A four-year-old lawsuit challenging the District’s treatment of charter schools continued in court Monday, with a coalition of charters arguing to federal judges that the city’s unequal funding of schools is breaking the law.
Nearly half the District’s public school students are enrolled at charters — which are publicly funded but privately operated.
If the charter schools win their appeal, the city could have to rethink how it allocates more than $1.5 billion in education spending.
“Since the inception of public charters, charters have only been asking that the D.C. government not privilege one sector over the other sector,” said Irene Holtzman, the executive director of FOCUS, a charter advocacy organization. “This is an opportunity to do right by all students in the District.”
D.C. uses a uniform funding formula to allocate money to traditional public and charter school students. The money varies depending on students’ needs but not on where they attend school.
The city allocates $3,124 more per student to charter schools than to traditional schools, with that money earmarked for facility expenses. Charters are responsible for acquiring and maintaining their school buildings, while the city provides buildings to D.C. Public Schools.
But the lawsuit argues that the traditional public school system relies on other government agencies to provide some services, meaning those costs don’t come out of the school system’s budget. For example, the Department of General Services provides facility maintenance, and the Office of the Attorney General for the District of Columbia provides legal services.
City officials and education activists have argued that fundamental differences exist between the two education sectors and that the traditional public school system requires subsidies because it must maintain enough space and staff across the city to serve any student who shows up throughout the year. Charter schools do not have that same obligation.
Unlike charters, D.C. Public Schools is also required to use union labor, which is often more expensive.
Cathy Reilly, executive director of the Senior High Alliance of Parents, Principals and Educators, a D.C. advocacy organization, said the charter schools have not persuasively argued that their students are harmed because of the way the money is distributed.
D.C. Public Schools “has different responsibilities as a city agency responsible for welcoming students into their school of right, no matter when and no matter how many,” Reilly said.
But the appeal hearing Monday in front of three federal judges — two Barack Obama appointees and one George H.W. Bush appointee — primarily focused on whether the charter schools had the right to sue the city in federal court.
Congress passed the D.C. School Reform Act in 1995, opening the door for charter schools in the District. The law required the city to set up a uniform formula to fund charter and traditional schools equally on the basis of enrollment.
The attorney for the charter schools, Kelly Dunbar of the law firm WilmerHale, argued that the city is bound by federal law and must provide equal funding for all public schools in the city.
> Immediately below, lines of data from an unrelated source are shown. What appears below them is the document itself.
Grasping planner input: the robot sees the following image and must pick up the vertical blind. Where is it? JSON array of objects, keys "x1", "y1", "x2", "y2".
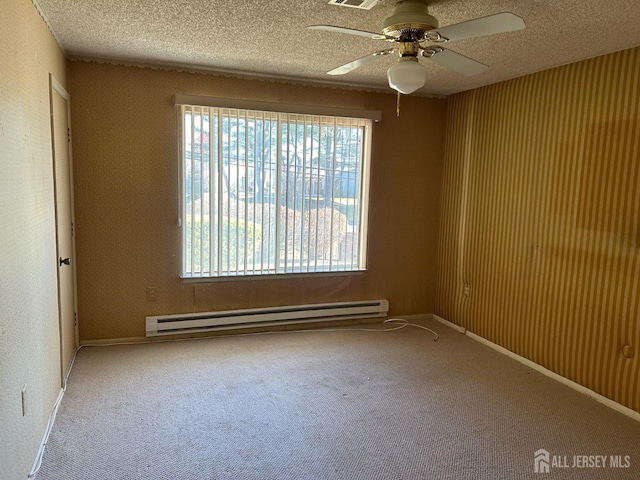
[{"x1": 180, "y1": 105, "x2": 371, "y2": 278}]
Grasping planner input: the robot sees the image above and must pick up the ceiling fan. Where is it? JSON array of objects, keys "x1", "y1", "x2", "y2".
[{"x1": 307, "y1": 0, "x2": 525, "y2": 94}]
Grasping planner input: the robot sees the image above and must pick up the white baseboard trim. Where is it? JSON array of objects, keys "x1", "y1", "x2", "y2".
[{"x1": 431, "y1": 315, "x2": 640, "y2": 422}]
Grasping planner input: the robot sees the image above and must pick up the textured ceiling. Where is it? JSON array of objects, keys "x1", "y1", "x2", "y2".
[{"x1": 35, "y1": 0, "x2": 640, "y2": 95}]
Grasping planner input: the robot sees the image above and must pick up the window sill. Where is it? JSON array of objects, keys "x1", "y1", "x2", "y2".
[{"x1": 181, "y1": 269, "x2": 367, "y2": 283}]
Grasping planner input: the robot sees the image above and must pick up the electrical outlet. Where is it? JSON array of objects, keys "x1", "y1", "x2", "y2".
[
  {"x1": 147, "y1": 287, "x2": 158, "y2": 302},
  {"x1": 20, "y1": 383, "x2": 27, "y2": 417}
]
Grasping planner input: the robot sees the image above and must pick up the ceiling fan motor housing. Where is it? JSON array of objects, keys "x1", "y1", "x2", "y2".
[{"x1": 382, "y1": 0, "x2": 438, "y2": 40}]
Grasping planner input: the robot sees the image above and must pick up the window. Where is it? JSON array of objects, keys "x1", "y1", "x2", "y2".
[{"x1": 180, "y1": 105, "x2": 371, "y2": 278}]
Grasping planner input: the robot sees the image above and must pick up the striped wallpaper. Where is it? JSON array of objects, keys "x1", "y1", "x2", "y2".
[{"x1": 435, "y1": 49, "x2": 640, "y2": 412}]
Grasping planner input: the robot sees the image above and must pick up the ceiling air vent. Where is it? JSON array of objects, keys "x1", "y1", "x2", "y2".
[{"x1": 329, "y1": 0, "x2": 378, "y2": 10}]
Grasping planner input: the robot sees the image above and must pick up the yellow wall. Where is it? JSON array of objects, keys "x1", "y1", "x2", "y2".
[
  {"x1": 0, "y1": 0, "x2": 66, "y2": 479},
  {"x1": 69, "y1": 61, "x2": 446, "y2": 341},
  {"x1": 435, "y1": 49, "x2": 640, "y2": 411}
]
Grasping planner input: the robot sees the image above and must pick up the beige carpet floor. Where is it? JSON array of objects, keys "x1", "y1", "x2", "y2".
[{"x1": 36, "y1": 321, "x2": 640, "y2": 480}]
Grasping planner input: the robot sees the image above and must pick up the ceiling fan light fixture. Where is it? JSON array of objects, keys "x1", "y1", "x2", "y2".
[{"x1": 387, "y1": 57, "x2": 427, "y2": 95}]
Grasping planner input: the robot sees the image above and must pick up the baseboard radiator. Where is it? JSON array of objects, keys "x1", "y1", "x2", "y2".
[{"x1": 146, "y1": 300, "x2": 389, "y2": 337}]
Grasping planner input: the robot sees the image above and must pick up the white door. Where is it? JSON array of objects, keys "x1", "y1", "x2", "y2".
[{"x1": 50, "y1": 77, "x2": 77, "y2": 386}]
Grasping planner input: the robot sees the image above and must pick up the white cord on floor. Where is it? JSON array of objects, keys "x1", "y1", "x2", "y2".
[{"x1": 28, "y1": 318, "x2": 439, "y2": 478}]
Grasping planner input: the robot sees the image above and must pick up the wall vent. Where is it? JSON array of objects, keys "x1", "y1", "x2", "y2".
[
  {"x1": 329, "y1": 0, "x2": 378, "y2": 10},
  {"x1": 146, "y1": 300, "x2": 389, "y2": 337}
]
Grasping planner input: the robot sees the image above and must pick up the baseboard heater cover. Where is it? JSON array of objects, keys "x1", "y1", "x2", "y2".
[{"x1": 146, "y1": 300, "x2": 389, "y2": 337}]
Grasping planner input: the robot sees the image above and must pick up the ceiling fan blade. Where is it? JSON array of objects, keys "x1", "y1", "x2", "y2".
[
  {"x1": 427, "y1": 12, "x2": 525, "y2": 41},
  {"x1": 327, "y1": 48, "x2": 395, "y2": 75},
  {"x1": 307, "y1": 25, "x2": 393, "y2": 40},
  {"x1": 422, "y1": 47, "x2": 489, "y2": 77}
]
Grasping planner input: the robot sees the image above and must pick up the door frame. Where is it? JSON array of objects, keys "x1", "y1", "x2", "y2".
[{"x1": 49, "y1": 74, "x2": 80, "y2": 388}]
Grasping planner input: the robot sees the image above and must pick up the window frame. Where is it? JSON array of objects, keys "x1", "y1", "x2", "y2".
[{"x1": 173, "y1": 95, "x2": 381, "y2": 282}]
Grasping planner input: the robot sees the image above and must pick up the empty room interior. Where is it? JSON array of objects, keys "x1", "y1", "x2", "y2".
[{"x1": 0, "y1": 0, "x2": 640, "y2": 480}]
Federal law, he argued, should supersede local law.
The original lawsuit filed by the charter schools argued that between 2008 and 2014, the city spent about $2,150 less per charter student each year than it did on traditional public school students after taking into account the services other city agencies provided to the traditional system.
The lawsuit has been viewed as a test of the city’s authority to govern itself using powers delegated to the District by the Home Rule Act of 1973.
The city’s attorney, Jason Lederstein, argued that it is a local matter and that the Home Rule Act allows the District to make its own decisions about how to fund its schools.
“You can’t come to a federal court and say there was a violation of the School Reform Act,” Lederstein said in court Monday.
Dunbar said that if the judges were to rule against the charter schools on jurisdictional grounds, the schools could file a lawsuit in local court.
“Were we to lose on the jurisdictional point, that should have the effect of wiping the slate clean, and these questions could be subject to litigation in D.C. Superior Court,” Dunbar said in an interview.